Knowledge and falling in Milton's Paradise lost and Imre Madách's The tragedy of man
Degree GrantorUniversity of Canterbury
Degree NameMaster of Arts
Milton's Paradise Lost and Ilnre Madach's Az ember tragediaja [The Tragedy of Man] were written in different centuries, in different languages. Yet as reworkings of the story of the Fall of Man both attempt to explicate the phenomenon of human selfawareness.
A comparison of their treatment of knowledge and its relationship to the Fall discloses this similarity of intent, as well as the fundamental difference that underlies the philosophical position of the two authors. The thesis is divided into chapters that examine prelapsarian knowledge, the Fall itself, and postlapsarian knowledge in Paradise Lost and The Tragedy of Man respectively, with occasional reference to the Biblical story and literary analogues in order to illustrate the development of central themes.

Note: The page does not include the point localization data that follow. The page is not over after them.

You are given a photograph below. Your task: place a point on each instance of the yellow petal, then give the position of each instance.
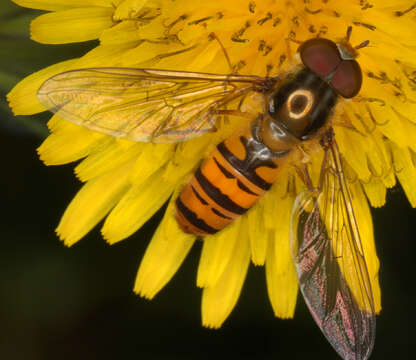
(73, 25)
(405, 171)
(22, 99)
(164, 255)
(219, 300)
(92, 203)
(365, 226)
(136, 207)
(282, 285)
(132, 9)
(54, 5)
(151, 158)
(257, 233)
(217, 253)
(375, 190)
(69, 143)
(108, 157)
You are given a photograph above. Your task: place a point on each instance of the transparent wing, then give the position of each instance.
(143, 104)
(330, 263)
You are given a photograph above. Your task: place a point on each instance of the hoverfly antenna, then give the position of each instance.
(348, 35)
(363, 44)
(347, 49)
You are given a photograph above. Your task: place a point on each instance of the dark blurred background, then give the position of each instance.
(77, 303)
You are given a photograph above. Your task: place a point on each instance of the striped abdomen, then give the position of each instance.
(227, 183)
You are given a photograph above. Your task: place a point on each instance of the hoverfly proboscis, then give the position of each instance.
(148, 105)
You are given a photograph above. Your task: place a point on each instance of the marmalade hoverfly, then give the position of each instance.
(172, 106)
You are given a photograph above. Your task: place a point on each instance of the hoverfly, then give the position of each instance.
(148, 105)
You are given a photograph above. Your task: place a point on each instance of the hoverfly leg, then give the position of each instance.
(303, 173)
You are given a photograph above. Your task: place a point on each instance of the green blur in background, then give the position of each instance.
(78, 303)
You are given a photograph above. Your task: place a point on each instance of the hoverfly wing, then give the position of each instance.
(330, 264)
(143, 104)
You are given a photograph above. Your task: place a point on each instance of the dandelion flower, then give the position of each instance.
(126, 182)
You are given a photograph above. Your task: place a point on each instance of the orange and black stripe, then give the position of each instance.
(226, 185)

As elements of the story are considered - Adam's conversation with God in Eden, the injunction against the Tree of Knowledge, the role of Satan or Lucifer, Eve's otherness, the consequences of the Fall, expulsion from the garden, and Adam's postlapsarian [re]discovery of knowledge - it becomes clear that Milton and Madach deploy them differently to different ends: for Milton self-knowledge is only possible within the context of a relationship with God, while for Madach selfknowledge begins when man has abandoned God and, although the final stage of selfunderstanding can only be achieved by returning to a relationship with the divine, certain knowledge is never possible.
The comparison of Paradise Lost and The Tragedy of Man illustrates the fact that the desire to know remains a constant through the vagaries of human development, but the approach to knowledge taken by different generations shifts, drawing the story of the Fall away from its original context of religious mythology into the realms of anthropocentric philosophy.